Sikorski: Prezydent ryzykuje

Szef dyplomacji Radosław Sikorski potwierdza, że rząd niechętnie udzielił prezydentowi samolotu. O tym, że Lech Kaczyński może nie dostać samolotu, informowała wieczorem TVP2. Jeszcze wczoraj minister Sikorski misję Lecha Kaczyńskiego nazywał autorskim pomysłem, który może wciągnąć Polskę w ten konflikt. Dziś rano przyznał, że ważniejsza - zdaniem rządu - jest ewakuacja Polaków z ogarniętej wojną Gruzji.

Reklama

Po naszych obywateli poleci maszyna LOT-u, wynajęta przez Kancelarię Prezydenta - informuje TVN24.

"Decyzja o wylocie oznacza wzięcie odpowiedzialności za to, co się dzieje z głową państwa.

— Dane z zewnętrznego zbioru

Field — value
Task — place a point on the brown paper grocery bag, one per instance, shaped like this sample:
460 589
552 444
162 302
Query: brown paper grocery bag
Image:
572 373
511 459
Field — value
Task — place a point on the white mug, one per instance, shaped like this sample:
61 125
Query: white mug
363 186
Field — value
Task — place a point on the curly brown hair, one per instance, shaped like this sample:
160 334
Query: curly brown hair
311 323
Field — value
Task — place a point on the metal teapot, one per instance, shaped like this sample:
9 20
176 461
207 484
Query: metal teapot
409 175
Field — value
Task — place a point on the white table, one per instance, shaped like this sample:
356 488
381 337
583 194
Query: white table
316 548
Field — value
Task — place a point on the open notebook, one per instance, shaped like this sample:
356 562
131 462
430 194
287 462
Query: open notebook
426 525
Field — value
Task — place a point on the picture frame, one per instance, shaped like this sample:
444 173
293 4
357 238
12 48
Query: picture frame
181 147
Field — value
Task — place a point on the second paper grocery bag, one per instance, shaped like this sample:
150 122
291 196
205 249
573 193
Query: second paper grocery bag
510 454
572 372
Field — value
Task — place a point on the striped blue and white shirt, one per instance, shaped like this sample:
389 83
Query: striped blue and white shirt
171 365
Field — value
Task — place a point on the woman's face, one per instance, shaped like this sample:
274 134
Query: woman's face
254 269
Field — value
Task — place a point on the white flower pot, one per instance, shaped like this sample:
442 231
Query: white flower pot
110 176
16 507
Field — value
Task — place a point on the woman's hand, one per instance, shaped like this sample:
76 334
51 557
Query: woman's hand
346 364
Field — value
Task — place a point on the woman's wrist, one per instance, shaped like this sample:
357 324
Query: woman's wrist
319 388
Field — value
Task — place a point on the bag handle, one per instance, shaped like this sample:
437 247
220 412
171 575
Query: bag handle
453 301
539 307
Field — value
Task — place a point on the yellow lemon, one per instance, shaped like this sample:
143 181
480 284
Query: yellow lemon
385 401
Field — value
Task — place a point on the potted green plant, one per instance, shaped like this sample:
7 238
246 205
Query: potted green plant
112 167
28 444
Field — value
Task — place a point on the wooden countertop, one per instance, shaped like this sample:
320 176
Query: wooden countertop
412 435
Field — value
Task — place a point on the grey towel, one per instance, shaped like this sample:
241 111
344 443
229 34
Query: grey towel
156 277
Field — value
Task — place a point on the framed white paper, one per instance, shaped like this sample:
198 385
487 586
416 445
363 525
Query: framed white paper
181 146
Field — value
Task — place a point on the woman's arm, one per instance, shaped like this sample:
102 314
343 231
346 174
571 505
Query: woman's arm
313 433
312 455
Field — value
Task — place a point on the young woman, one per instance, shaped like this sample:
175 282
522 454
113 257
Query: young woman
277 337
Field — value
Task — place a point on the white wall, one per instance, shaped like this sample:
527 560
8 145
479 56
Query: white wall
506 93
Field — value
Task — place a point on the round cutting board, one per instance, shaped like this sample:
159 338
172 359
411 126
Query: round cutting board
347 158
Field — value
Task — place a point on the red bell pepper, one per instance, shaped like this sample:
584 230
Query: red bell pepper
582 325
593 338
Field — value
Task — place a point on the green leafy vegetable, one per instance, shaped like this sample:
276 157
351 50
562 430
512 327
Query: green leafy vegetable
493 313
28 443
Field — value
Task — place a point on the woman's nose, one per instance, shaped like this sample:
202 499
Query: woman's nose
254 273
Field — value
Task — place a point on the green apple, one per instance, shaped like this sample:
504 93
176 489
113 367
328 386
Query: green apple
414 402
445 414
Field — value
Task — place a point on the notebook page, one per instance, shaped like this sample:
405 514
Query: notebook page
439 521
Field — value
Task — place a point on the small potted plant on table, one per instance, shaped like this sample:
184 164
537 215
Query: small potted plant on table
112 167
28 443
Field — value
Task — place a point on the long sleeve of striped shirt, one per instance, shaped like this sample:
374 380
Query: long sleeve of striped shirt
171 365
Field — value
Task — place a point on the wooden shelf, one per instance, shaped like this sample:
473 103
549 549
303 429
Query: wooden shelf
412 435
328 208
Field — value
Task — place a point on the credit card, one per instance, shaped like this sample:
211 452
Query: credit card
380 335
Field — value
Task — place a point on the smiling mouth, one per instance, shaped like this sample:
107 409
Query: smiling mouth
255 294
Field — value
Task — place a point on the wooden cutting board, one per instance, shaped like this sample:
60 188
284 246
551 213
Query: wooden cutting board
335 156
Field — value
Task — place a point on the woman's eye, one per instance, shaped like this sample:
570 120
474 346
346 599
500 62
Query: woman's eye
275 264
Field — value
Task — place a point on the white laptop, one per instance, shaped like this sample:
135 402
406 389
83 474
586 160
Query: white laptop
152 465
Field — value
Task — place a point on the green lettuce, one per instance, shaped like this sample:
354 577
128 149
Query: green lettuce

Sytuacja w Gruzji zmienia się z minuty na minutę. Lech Kaczyński jadąc tam, naraża swoje bezpieczeństwo" - stwierdził rano Radosław Sikorski w radiowej Trójce.

Władysław Stasiak, szef Biura Bezpieczeństwa Narodowego, poleciał rządowym samolotem po prezydenta Estonii i szefa łotewskiego rządu. "Później lecimy pospołu wszyscy jeszcze po pana prezydenta Juszczenkę, po czym no rzecz jasna do Gruzji" - mówił Stasiak w "Sygnałach Dnia".

Reklama

Prezydent Łotwy przyleci do Gruzji własnym samolotem, wprost z olimpiady w Pekinie.

Podróż nie jest zbyt bezpieczna, więc samolot z prezydentami nie wyląduje w Tbilisi - podaje Radio ZET. Lotnisko międzynarodowe w stolicy Gruzji zostało zbombardowane przez Rosjan. Najpewniej więc przywódcy dojadą do Tbilisi w strzeżonym konwoju. Nie wiadomo jeszcze, kiedy Lech Kaczyński wróci do kraju.

Prezydenci krytykują, Rosja się odgraża

Lech Kaczyński i przywódcy innych państw wydali w sobotę wspólne oświadczenie, w którym ostro potępili atak Rosji na Gruzję. "Działania sił zbrojnych Federacji Rosyjskiej na terytorium Południowej Osetii są sprzeczne z prawem międzynarodowym, są w istocie aktem agresji" - mówił prezydent.

"Federacja Rosyjska przekroczyła <czerwoną linię> w utrzymaniu pokoju i stabilizacji w strefie konfliktu oraz w ochronie obywateli rosyjskich poza swoimi granicami" - czytamy w deklaracji.

"W odpowiedzi na jednostronne działania militarne rosyjskich sił zbrojnych użyjemy wszystkich środków dostępnych nam jako prezydentom, aby upewnić się, że agresja przeciwko małemu państwu w Europie nie zostanie pominięta milczeniem lub nic nie znaczącymi oświadczeniami zrównującymi ofiary ze sprawcami" - napisali w oświadczeniu prezydenci.

Rosja ostro na to zareagowała. Rosyjski ambasador na Łotwie zagroził Polsce konsekwencjami za poparcie Gruzji. "W tak ważnych sprawach nie należy się spieszyć, bo można popełnić pomyłki, za które przyjdzie płacić długo potem" - powiedział dyplomata.